To find the minimum number of moves, we need to track the state of both containers: the $9 \text{ L}$ container and the $4 \text{ L}$ container. We aim to reach a state where one container holds exactly $6 \text{ L}$ .

Initial State: $(0, 0)$

Move #	Action	9 L Container	4 L Container
1	Fill the $9 \text{ L}$ container	$9 \text{ L}$	$0 \text{ L}$
2	Pour from $9 \text{ L}$ to $4 \text{ L}$	$5 \text{ L}$	$4 \text{ L}$
3	Empty the $4 \text{ L}$ container	$5 \text{ L}$	$0 \text{ L}$
4	Pour from $9 \text{ L}$ to $4 \text{ L}$	$1 \text{ L}$	$4 \text{ L}$
5	Empty the $4 \text{ L}$ container	$1 \text{ L}$	$0 \text{ L}$
6	Pour from $9 \text{ L}$ to $4 \text{ L}$	$0 \text{ L}$	$1 \text{ L}$
7	Fill the $9 \text{ L}$ container	$9 \text{ L}$	$1 \text{ L}$
8	Pour from $9 \text{ L}$ to $4 \text{ L}$ (filling it)	$6 \text{ L}$	$4 \text{ L}$

Explanation of the final move:

The $4 \text{ L}$ container already had $1 \text{ L}$ . To fill it, we need exactly $3 \text{ L}$ more.
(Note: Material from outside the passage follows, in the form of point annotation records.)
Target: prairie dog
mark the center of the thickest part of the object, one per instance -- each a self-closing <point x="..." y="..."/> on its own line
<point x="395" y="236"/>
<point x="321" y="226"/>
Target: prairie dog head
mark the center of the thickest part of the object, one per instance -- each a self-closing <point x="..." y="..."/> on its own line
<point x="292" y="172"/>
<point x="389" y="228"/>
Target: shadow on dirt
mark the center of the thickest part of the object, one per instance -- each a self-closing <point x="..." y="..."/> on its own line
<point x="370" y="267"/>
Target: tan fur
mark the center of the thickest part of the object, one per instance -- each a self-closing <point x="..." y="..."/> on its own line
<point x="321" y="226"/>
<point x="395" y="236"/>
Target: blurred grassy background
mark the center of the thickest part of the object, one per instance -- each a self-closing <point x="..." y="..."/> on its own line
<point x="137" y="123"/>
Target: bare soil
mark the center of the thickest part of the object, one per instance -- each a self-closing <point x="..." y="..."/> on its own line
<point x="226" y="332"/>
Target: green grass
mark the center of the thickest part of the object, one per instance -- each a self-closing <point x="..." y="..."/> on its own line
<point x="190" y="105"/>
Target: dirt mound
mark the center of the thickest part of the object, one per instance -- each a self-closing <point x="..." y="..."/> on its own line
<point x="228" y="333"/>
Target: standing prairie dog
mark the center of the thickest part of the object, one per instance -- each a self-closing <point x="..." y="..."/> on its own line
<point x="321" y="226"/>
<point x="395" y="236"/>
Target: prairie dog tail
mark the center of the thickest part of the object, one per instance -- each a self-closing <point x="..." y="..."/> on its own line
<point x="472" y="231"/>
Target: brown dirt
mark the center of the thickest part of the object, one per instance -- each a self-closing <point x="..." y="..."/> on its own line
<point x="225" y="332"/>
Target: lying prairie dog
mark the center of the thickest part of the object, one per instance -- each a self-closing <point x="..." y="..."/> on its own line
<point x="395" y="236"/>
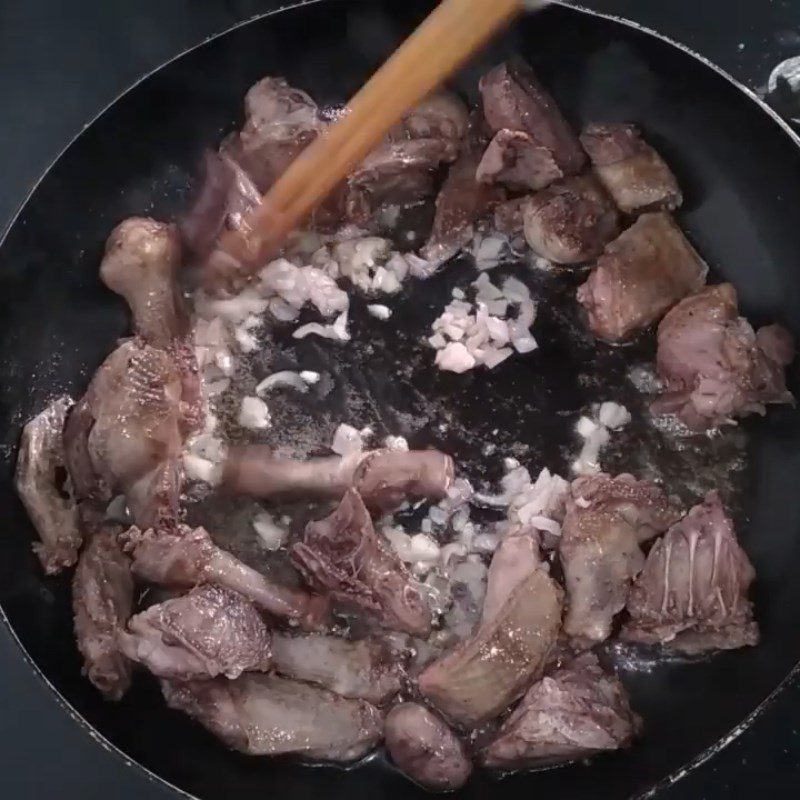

We pour that $3 \text{ L}$ from the $9 \text{ L}$ container.

Remaining in $9 \text{ L}$ container: $9 - 3 = 6 \text{ L}$ .

The task is completed in exactly 8 moves.

Final Answer:

The smallest number of moves needed is 8.

The correct option is (a).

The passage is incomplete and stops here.